The Buddhas of Bamiyan were two monumental statues of standing Buddha from the 6th century, which were carved into a cliff, and were located in the Bamyan valley, Afghanistan.
There were one smaller statue which has been built in 507, and another bigger statue, built in 554. Enclosed between the high mountains of the Hindu Kush in the central highlands of Afghanistan, the Bamiyan Valley where the statues were located opens out into a large basin bordered to the north by a long, high stretch of rocky cliffs.
Up until 2001, they were the prime example of standing Buddha carvings in the world. They were the most famous cultural landmarks of the region, where UNSECO has listed it as a World Heritage Site, along with the surrounding cultural landscape and archaeological remains of the Bamiyan Valley.
Both of the Buddha statues, sadly in 2001, were dynamited and destroyed by the Taliban, when the Taliban government declared them that they are idols, and confronting the Islam religion.

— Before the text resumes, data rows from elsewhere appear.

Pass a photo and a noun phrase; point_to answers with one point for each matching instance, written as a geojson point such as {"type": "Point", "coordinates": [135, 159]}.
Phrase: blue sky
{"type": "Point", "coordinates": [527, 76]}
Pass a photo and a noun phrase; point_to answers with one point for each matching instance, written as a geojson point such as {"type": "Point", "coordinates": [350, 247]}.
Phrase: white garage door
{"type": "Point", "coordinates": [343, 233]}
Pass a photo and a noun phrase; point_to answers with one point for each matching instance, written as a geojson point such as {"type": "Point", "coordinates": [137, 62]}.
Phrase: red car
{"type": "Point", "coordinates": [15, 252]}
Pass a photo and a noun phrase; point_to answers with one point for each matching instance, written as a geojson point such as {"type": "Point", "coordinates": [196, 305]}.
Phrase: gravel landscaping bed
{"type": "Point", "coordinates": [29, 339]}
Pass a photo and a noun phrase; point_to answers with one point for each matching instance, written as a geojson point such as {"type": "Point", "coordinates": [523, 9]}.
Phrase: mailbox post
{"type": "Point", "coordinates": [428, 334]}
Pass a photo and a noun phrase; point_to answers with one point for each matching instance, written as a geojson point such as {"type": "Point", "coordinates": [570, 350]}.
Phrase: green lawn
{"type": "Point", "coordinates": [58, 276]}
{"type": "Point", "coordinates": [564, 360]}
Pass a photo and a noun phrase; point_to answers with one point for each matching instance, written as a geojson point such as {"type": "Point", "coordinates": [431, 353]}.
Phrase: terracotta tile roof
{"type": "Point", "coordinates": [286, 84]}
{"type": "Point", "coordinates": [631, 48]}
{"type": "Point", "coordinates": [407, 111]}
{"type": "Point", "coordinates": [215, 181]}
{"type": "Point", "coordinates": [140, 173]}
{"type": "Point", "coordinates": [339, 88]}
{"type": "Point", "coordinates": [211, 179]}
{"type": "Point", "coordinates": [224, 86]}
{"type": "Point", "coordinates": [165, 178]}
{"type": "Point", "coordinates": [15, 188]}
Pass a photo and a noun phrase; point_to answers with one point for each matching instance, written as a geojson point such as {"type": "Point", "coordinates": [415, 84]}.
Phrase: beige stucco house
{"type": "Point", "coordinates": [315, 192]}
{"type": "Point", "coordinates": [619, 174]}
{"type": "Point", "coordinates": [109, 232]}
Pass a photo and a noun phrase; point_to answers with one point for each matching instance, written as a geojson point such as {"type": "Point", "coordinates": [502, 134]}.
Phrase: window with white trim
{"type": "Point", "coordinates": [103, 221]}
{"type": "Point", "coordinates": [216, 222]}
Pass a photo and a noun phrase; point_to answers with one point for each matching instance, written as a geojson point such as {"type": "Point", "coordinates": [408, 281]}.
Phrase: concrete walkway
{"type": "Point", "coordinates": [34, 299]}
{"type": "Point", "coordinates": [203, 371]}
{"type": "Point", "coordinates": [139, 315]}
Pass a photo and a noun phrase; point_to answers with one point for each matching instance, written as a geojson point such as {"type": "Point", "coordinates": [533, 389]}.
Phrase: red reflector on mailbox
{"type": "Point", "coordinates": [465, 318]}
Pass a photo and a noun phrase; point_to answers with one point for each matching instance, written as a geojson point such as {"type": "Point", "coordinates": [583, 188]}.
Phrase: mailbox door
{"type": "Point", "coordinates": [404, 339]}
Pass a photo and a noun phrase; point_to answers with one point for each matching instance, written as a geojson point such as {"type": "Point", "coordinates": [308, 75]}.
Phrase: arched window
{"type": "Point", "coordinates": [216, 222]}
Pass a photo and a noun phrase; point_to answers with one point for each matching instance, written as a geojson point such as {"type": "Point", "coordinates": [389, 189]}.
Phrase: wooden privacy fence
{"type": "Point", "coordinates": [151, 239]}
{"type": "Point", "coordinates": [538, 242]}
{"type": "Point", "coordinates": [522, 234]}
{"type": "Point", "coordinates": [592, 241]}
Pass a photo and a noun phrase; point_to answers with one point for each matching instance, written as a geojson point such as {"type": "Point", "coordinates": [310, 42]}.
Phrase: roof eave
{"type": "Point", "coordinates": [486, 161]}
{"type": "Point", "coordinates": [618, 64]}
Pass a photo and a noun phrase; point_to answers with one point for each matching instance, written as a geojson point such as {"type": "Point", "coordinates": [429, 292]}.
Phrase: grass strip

There were also reports that they were destroyed because of the people for the famine that they were experiencing, and more money were given in their maintenance, than giving aid to the poor people.
Having in mind how difficult it is to convince the far-right Islam “leaders” how precious the history and the statues) are, or were, it is most likely that this act has been done in order to carry out the Islamic religious iconoclasm, in other words to remove idols and paintings.
Well, all it is left for us at the moment is to admire the photos that are left from the Buddhas, and to hope that they will be rebuilt again, soon.